Initially, we assumed that the increasing performance performance problems were due to an errant query or Java Filter, however a particular a heap dump told a very different story.
java.lang.Thread.State: RUNNABLE
at java.util.AbstractCollection.containsAll(AbstractCollection.java:317)
at java.util.AbstractSet.equals(AbstractSet.java:95)
at com.day.cq.rewriter.linkchecker.LinkInfo.isSame(LinkInfo.java:228)
at com.day.cq.rewriter.linkchecker.impl.LinkInfoStorageImpl.putLinkInfo(LinkInfoStorageImpl.java:375)
at com.day.cq.rewriter.linkchecker.impl.LinkCheckerImpl.getLink(LinkCheckerImpl.java:275)
at com.day.cq.rewriter.linkchecker.impl.LinkCheckerTransformer.startElement(LinkCheckerTransformer.java:289)
at org.apache.cocoon.xml.sax.AbstractSAXPipe.startElement(AbstractSAXPipe.java:97)
at com.day.cq.mcm.core.newsletter.NewsletterTransformerFactory$NewsletterTransformer.startElement(NewsletterTransformerFactory.java:132)
at com.day.cq.rewriter.htmlparser.DocumentHandlerToSAXAdapter.onStartElement(DocumentHandlerToSAXAdapter.java:105)
at com.day.cq.rewriter.htmlparser.HtmlParser.processTag(HtmlParser.java:640)
at com.day.cq.rewriter.htmlparser.HtmlParser.update(HtmlParser.java:343)
at com.day.cq.rewriter.htmlparser.HtmlParser.write(HtmlParser.java:196)
at java.io.Writer.write(Writer.java:192)
- locked <0x00000006aab74560> (a com.day.cq.rewriter.htmlparser.HtmlParser)
at java.io.PrintWriter.write(PrintWriter.java:456)
- locked <0x00000006aab74560> (a com.day.cq.rewriter.htmlparser.HtmlParser)
at org.apache.sling.scripting.core.impl.helper.OnDemandWriter.write(OnDemandWriter.java:75)
- locked <0x00000006aab9c3c0> (a org.apache.sling.scripting.core.impl.helper.OnDemandWriter)
at java.io.PrintWriter.write(PrintWriter.java:456)
- locked <0x00000006aab9c3c0> (a org.apache.sling.scripting.core.impl.helper.OnDemandWriter)
at org.apache.sling.scripting.core.impl.helper.OnDemandWriter.write(OnDemandWriter.java:75)
- locked <0x00000006aab9c428> (a org.apache.sling.scripting.core.impl.helper.OnDemandWriter)
at java.io.PrintWriter.write(PrintWriter.java:456)
- locked <0x00000006aab9c428> (a org.apache.sling.scripting.core.impl.helper.OnDemandWriter)
at java.io.PrintWriter.write(PrintWriter.java:456)
- locked <0x00000006aab9c478> (a java.io.PrintWriter)
at java.io.PrintWriter.write(PrintWriter.java:473)

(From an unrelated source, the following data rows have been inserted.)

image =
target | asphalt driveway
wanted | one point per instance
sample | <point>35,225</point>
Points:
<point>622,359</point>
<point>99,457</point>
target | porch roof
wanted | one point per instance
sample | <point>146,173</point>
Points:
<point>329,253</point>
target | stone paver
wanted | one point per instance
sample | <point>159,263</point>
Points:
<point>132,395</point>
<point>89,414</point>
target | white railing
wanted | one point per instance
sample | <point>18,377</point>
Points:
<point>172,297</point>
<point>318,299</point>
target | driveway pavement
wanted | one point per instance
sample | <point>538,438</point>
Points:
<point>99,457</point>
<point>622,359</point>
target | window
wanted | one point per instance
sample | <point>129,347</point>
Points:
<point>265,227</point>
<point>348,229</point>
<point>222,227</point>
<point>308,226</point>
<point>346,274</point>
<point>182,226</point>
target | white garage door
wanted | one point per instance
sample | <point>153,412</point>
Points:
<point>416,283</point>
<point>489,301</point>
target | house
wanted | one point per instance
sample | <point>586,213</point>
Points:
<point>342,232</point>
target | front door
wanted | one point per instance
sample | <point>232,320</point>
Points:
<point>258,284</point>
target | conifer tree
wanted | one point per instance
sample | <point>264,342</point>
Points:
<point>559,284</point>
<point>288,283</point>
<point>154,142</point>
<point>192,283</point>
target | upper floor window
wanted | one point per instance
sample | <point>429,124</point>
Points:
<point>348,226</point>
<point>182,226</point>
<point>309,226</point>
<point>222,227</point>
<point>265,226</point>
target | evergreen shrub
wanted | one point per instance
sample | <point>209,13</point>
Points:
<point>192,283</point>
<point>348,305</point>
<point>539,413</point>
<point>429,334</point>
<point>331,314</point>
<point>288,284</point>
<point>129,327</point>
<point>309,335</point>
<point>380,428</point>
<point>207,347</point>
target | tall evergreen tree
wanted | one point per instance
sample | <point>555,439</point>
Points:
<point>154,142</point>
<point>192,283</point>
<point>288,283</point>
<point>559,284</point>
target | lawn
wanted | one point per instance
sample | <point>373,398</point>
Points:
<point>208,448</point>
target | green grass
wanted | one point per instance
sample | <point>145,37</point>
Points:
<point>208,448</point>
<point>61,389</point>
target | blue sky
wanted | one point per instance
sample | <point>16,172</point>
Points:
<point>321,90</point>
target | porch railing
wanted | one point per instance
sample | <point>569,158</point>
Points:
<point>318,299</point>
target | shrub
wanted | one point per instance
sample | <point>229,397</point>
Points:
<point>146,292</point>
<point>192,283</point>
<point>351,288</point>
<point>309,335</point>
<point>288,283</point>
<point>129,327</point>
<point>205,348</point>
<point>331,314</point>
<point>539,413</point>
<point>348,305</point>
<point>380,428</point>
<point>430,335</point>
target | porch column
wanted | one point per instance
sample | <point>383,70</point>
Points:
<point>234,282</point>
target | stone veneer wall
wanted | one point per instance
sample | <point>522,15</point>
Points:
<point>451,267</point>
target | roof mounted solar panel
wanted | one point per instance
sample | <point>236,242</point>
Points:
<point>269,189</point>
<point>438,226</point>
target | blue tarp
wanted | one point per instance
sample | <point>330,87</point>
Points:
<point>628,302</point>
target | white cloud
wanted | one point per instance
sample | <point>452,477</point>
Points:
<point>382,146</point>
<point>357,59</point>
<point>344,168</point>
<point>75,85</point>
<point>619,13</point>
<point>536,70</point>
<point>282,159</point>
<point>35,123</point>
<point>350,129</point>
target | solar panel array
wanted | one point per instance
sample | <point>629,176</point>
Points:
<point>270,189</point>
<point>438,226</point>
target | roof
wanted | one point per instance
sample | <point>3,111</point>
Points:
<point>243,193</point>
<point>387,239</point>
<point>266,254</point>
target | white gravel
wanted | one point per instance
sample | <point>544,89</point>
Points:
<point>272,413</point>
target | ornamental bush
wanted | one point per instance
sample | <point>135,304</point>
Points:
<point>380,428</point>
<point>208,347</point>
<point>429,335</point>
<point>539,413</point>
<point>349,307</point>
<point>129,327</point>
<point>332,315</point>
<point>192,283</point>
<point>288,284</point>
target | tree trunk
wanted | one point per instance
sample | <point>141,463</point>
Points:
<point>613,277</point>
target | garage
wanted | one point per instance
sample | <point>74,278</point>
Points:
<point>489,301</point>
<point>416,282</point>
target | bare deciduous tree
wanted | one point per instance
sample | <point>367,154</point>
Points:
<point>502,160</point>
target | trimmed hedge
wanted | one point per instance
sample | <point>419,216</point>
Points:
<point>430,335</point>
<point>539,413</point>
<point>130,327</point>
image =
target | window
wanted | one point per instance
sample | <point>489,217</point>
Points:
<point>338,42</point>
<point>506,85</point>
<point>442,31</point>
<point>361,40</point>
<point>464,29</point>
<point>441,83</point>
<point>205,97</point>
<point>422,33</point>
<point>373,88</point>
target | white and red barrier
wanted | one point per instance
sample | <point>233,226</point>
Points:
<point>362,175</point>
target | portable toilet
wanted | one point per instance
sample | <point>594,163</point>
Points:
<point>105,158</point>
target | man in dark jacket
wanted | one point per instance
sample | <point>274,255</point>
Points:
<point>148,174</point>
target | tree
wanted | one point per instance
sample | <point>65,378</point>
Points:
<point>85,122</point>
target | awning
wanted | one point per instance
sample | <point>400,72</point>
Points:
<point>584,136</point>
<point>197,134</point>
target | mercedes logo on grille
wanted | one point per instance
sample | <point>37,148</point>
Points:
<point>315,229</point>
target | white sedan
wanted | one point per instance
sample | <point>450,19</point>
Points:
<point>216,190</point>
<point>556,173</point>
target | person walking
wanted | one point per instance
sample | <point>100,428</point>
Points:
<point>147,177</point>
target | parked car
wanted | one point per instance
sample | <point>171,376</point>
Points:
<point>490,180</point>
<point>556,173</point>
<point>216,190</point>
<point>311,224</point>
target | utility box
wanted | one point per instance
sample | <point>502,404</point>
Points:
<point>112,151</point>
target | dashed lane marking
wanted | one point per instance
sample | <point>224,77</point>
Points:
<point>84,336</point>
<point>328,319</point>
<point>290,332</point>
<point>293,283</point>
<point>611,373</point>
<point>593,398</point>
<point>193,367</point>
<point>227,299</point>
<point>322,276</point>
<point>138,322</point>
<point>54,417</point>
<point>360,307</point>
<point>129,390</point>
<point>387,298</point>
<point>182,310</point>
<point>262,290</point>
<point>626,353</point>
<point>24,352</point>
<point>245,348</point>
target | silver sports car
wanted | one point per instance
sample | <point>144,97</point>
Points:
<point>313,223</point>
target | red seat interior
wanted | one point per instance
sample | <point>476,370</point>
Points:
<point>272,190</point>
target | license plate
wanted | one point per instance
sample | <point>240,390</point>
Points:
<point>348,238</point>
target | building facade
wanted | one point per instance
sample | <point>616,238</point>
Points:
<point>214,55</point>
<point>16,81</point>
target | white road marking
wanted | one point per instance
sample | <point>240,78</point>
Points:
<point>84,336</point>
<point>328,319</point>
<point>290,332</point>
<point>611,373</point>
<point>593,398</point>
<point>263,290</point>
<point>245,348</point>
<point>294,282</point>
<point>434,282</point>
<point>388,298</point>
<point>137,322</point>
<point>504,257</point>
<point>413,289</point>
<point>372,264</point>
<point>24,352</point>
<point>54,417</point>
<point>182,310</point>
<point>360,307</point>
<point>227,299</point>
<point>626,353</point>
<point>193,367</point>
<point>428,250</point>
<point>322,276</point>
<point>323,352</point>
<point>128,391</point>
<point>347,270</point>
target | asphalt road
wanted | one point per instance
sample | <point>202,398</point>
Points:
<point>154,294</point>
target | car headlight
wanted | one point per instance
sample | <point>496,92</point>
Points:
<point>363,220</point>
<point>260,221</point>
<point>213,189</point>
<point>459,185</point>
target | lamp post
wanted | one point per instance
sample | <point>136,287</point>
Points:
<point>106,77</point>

at org.apache.sling.scripting.sightly.apps.example
To confirm, I reviewed the logs and then grepped the error log to confirm what i thought I was seeing:
grep -wc 'External links for host .* has reached the maximum number of' error.log
Shockingly, this returned over 1,300,000 instances of the log message over the last 24 hours. In order to determine what domains were causing the issues, I than ran another command to just find the unique messages:
grep 'External links for host .* has reached the maximum number of' error.log | sort --unique
From there, I can get run the original grep command with specific domains to determine what domains are most responsible.
Ideally, the AEM Link Checker should not be enabled in production instances to ensure that it does not impact performance. If this is not an option, for example due to the potential for other side effects, you can configure the “Link Check Override Patterns” in the “Day CQ Link Checker Service” as described in this Adobe HelpX Article.
For example to disable checking of the domain www.example.com, you could use a regular expression like:
^https?:\\/\\/www\\.example\\.com
After configuring the AEM Link Checker to ignore the indicated domains, the AEM instance immediately returned to a stable state.
Hopefully, you’ve already disabled the AEM Link Checker in your production instances, but if not, I hope this article helps you identify when the AEM Link Checker causes performance problems and resolve the problem.